I did. Literally in the post above yours.
Generally it's why if someone hits you from behind it's going to be their fault- because they did not leave enough room to be able to brake their own car in time if the one in front of them braked for whatever reason.
If you do that you won't run into the back of other people. If you don't, you're likely driving illegally.
Your own states laws on this, with virtually identical wording to mine, are here:
» Tennessee Code 55-8-124 – Following too closelyLawServer
This reminds me of people making up excuses to illegally tailgate.
I started replying, and walked away for a while before I finished. Ironically because I'm at an event in your state (Raleigh) this weekend, and get pulled away at times.
"Reasonable and prudent" is a horrendously ambiguous term that is not going to stand up in any court of law when a vehicle brake checks for no reason, whatsoever. Defining "too closely" requires quantifiable measures (i.e. distance in units such as feet or car lengths), not ambiguous ones that are only qualitative and judgement calls.

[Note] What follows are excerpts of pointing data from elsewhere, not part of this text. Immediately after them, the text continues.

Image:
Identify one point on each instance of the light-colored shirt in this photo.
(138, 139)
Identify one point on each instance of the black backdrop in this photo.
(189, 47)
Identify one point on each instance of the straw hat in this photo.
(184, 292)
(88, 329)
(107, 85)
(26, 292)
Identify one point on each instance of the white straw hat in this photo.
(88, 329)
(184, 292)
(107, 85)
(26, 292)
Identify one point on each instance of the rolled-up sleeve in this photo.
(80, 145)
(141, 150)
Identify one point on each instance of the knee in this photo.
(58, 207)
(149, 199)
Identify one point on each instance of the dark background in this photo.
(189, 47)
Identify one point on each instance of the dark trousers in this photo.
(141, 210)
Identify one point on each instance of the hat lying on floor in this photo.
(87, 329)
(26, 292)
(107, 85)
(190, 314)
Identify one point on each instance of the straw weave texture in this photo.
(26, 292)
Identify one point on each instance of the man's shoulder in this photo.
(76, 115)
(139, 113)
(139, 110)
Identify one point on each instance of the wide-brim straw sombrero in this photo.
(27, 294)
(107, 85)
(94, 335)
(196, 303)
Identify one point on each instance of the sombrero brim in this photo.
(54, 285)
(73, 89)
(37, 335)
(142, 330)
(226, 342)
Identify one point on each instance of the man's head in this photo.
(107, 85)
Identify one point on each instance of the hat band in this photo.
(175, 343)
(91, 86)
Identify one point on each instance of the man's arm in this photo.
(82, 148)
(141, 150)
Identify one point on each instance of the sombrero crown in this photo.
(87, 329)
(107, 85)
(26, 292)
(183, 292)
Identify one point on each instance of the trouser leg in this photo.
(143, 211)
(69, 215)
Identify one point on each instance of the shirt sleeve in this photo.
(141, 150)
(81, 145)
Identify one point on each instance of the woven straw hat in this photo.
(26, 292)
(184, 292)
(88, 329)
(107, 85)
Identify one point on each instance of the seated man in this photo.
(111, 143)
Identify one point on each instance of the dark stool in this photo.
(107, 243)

And the perspective that leaving enough space to always avoid an accident if being brake checked is reasonable and prudent does not come from those who live and drive in bigger cities such as Atlanta (where I learned to drive). Keeping the car length for every 10MPH rule of thumb will keep a driver constantly slowing as others merge into the space. And more and more studies are showing that the slower drivers are the ones who cause more accidents on freeways, though they often are not even involved.
And like I said, it isn't usually the car behind the one that brake checks, it is several cars behind. Happens all the time. Happened to me a few months ago, crested a hill to find traffic slowed drastically, guy ahead of me hit the brakes hard, I hit the brakes hard, the guy behind me did, the guy behind him ran off the road, and two cars later there was a rear-end collision. Watched if all unfold in my rear view mirror, as as soon as I saw the brake lights come on and the rear end of the car ahead of me light (from weight transfer), my first thought was that I might get rear ended. Literally, add a few tenths of reaction time, and at 60MPH, that closes the gap by 25 feet (26.4 to be exact) assuming the same deceleration. Which of course won't happen, the second car will brake harder. Meaning a higher decel rate, then add that 0.3 seconds for the car behind it, and it brakes even harder. It is the accordian affect, and if traffic is heavy, there WILL be a collision.

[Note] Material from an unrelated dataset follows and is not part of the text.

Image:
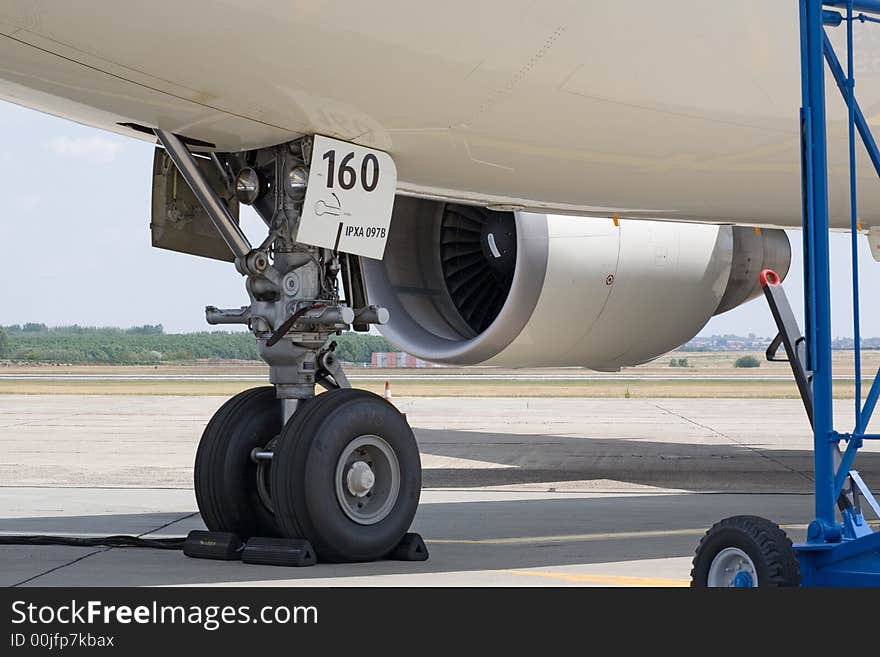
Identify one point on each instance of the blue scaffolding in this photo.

I've been pulled over for following too closely, actually. Not so calmly told the cop that the car in front of me slammed on brakes and cut me off when the driver saw him. In other words, one doesn't always control the distance between them and the car in front of them. FWIW, cop's response was "Okay, have a nice day."
At the end of the day, this all boils down to one thing that drivers depend on from other drivers - predictability. The TACC/AP often behaves in ways that are very unpredictable. And frankly, I'm a whole lot less concerned about whether a guy behind me gets a ticket for following too closely than I am about fixing my car if I am rear ended. Reasonable people are more concerned about avoiding accidents than they are about scapegoating others so their dangerous behaviors are not punished when they cause an accident.